In his courtroom address during the Rivonia Trial in 1964 at the end of which he was convicted and sent to Robben Island for 27 years, Nelson Mandela argued that many ideals inspired him to challenge apartheid in South Africa, one of which was the Magna Carta, the document whose 800th anniversary was celebrated on Monday in London and in many parts of the world.

And on the same Monday, Jacob Zuma, South Africa’s third president, revealed how small a man he is compared to South Africa’s first, by letting Sudan’s President Omar al-Bashir, who was visiting Johannesburg for an African Union summit, leave from an airbase, even as a court in South Africa was hearing a petition which sought al-Bashir’s arrest for war crimes in Sudan. Al-Bashir is wanted by prosecutors at the International Criminal Court in the Hague, and it is the duty of all countries that are state parties (which South Africa is) to follow its instructions. But in Zuma’s Orwellian logic drawn from Animal Farm, some are more equal than others.

Magna Carta (the great charter) is an ancient, dense document that many consider to be the fountainhead of human rights.

In 1215, England’s ruler was King John (who was terrible even by the standards of that time—he had jailed his wife, got a nephew murdered, and believed that starving prisoners was a fair punishment) who imposed taxes on barons to fight wars abroad and seized their property if they didn’t pay up. The barons rebelled. The king surrendered. In June 1215, the barons and the king met in Runnymede, south of the river Thames and not far from where London’s Heathrow airport stands today.

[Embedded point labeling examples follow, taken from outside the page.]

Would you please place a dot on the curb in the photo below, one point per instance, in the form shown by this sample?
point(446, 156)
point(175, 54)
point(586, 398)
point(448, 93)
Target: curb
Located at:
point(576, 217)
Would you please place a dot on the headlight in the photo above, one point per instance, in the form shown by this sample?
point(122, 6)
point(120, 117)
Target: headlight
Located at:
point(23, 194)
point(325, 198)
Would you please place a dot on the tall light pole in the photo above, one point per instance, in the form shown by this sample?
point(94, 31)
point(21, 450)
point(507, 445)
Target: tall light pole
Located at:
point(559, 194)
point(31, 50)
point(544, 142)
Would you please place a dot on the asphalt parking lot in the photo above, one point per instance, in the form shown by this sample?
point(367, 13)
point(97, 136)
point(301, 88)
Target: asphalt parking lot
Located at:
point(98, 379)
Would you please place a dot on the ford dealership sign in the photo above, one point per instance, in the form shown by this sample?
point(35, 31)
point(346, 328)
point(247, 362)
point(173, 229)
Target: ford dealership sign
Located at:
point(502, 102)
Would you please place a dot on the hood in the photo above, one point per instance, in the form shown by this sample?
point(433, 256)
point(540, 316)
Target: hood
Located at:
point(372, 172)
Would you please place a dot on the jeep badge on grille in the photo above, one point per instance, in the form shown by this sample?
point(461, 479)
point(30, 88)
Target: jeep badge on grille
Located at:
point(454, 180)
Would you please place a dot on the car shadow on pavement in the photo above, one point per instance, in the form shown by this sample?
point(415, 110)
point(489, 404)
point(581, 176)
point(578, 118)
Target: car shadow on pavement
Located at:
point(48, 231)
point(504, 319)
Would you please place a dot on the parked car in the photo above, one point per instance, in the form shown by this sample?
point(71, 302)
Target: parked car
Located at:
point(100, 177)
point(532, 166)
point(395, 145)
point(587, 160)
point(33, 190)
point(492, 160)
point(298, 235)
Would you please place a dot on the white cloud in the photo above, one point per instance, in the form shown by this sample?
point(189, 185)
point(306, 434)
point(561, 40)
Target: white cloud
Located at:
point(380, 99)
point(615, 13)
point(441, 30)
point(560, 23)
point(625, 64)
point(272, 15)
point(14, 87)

The long document contains many topics relevant eight centuries ago, but what rouses the spirits of many in the English-speaking world (besides Mandela, it has inspired Thomas Jefferson in the US and Mohandas Gandhi in South Africa and India) is this passage:

“No Freeman shall be taken or imprisoned, or be disseised of his Freehold, or Liberties, or free Customs, or be outlawed, or exiled, or any other wise destroyed; nor will we not pass upon him, nor condemn him, but by lawful judgment of his Peers, or by the Law of the Land. We will sell to no man, we will not deny or defer to any man either Justice or Right."

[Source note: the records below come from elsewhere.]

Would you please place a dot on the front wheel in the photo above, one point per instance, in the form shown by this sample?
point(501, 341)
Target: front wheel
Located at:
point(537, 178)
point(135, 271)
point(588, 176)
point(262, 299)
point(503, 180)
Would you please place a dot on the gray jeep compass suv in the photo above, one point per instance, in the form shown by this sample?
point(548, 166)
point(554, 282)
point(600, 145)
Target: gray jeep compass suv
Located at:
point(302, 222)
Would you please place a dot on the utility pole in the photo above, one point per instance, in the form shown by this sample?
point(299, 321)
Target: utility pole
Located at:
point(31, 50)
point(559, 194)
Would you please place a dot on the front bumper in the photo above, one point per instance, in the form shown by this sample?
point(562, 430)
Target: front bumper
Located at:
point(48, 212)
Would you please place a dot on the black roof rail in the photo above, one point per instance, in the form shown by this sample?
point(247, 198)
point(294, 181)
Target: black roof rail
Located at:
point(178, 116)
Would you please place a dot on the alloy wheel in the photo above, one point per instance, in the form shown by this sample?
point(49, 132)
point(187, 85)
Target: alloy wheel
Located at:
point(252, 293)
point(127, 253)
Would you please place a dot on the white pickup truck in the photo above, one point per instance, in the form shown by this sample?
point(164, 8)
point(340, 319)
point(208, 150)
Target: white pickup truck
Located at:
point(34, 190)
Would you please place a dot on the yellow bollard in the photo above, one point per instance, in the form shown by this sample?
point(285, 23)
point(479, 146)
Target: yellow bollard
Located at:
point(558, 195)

It placed limits on a ruler’s power and stated, clearly, that leaders must comply with the law; that they are not above the law.

But the rights it enunciated were circumscribed severely, available only to “free men", which in those days meant the landed gentry; peasants who toiled in the fields were not considered free, and women, of course, had to wait more than seven centuries to get voting rights.

To be sure, Magna Carta influenced several charters and laws, and its echoes are found in the US constitution, the Universal Declaration of Human Rights of 1948, and indeed, its spirit is found in the fundamental rights of the Indian Constitution.

But the conceit is the assertion that human rights emerged from Magna Carta, which was simply an arrangement between a bad king and the elite who no longer wanted to fund his military misadventures abroad. Canonizing Magna Carta alone reinforces the view human rights are the West’s gift to humanity. That assumption undermines the more important fact, that human rights are universal.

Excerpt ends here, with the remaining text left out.